A solid, applied understanding of git version control and the collaboration workflow associated with git does not only help you stay ahead of your own code. Git proficiency makes you a team player. If you are not familiar with commits, pulls, pushes, branches, forks and pull requests, Research Software Engineering will open up a new world for you. An introduction to industry standard collaboration makes you fit into a plethora of (software) teams around the globe – in academia and beyond.

Your backlog en route to a researcher who is comfortable in Research Software Engineering obviously contains a strategy to improve your programming itself. To work with data in the long run, an idea of the challenges of data management from persistent storage to access restrictions should complement your programming. Plus, modern data-driven science often has to handle datasets so large, infrastructure other than local desktops come into play. Yet, high performance computing (HPC) is by far not the only reason why it is handy for a researcher to have a basic understanding of infrastructure. Communication of results, including data dissemination or interactive online reports require the content to be served from a server with permanent online access. Basic workflow automation of regular procedures, e.g., for a repeated extract-transform-load (ETL) process to update data, is a low hanging (and very useful) fruit for a programming researcher.

The case studies at the end of the book are not exactly a backlog item like the above but still a recommended read. The case studies in this book are hands-on programming examples – mostly written in R – to showcase tasks from API usage to geospatial visualization in reproducible fashion. Reading and actually running other developer’s code does not only improve one’s own code, but helps to see what makes code inclusive and what hampers comprehensibility.

1.5 Requirements

Even though Research Software Engineering aims to be inclusive and open to a broad audience with different starting points, several prerequisites exist to get the most out of this book. I recommend you have made your first experience with an interpreted programming language like R or Python. Be aware though that experience from a stats or math course does not automatically make you a programmer, as these courses are rightfully focused on their own domain. Books like R for Data Science (Wickham and Grolemund 2017) or websites like the The Carpentries help to solidify your data science minded, applied programming. Advanced R (Wickham 2019), despite its daunting title, is an excellent read to get past the superficial kind of understanding of R that we might acquire from a first encounter in stats course.

A certain familiarity with console / terminal basics will help the reader sail smoothly. At the end of the day, there are no real must-have requirements to benefit from this book. The ability to self-reflect on one’s starting point remains the most important requirement to leverage the book.
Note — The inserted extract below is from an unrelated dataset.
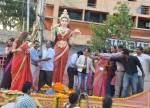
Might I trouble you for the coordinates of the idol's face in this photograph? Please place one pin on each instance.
(64, 22)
Research Software Engineering willingly accepts to be overwhelming at times. Given the variety of topics touched in an effort to show the big picture, I encourage the reader to remain relaxed about a few blanks even when it comes to fundamentals. The open source community offers plenty of great resources to selectively upgrade skills. This books intends to show how to evaluate the need for help and how to find the right sources. If none of the above means something to you, though, I recommend making yourself comfortable with the basics of some of the above fields before you start to read this book.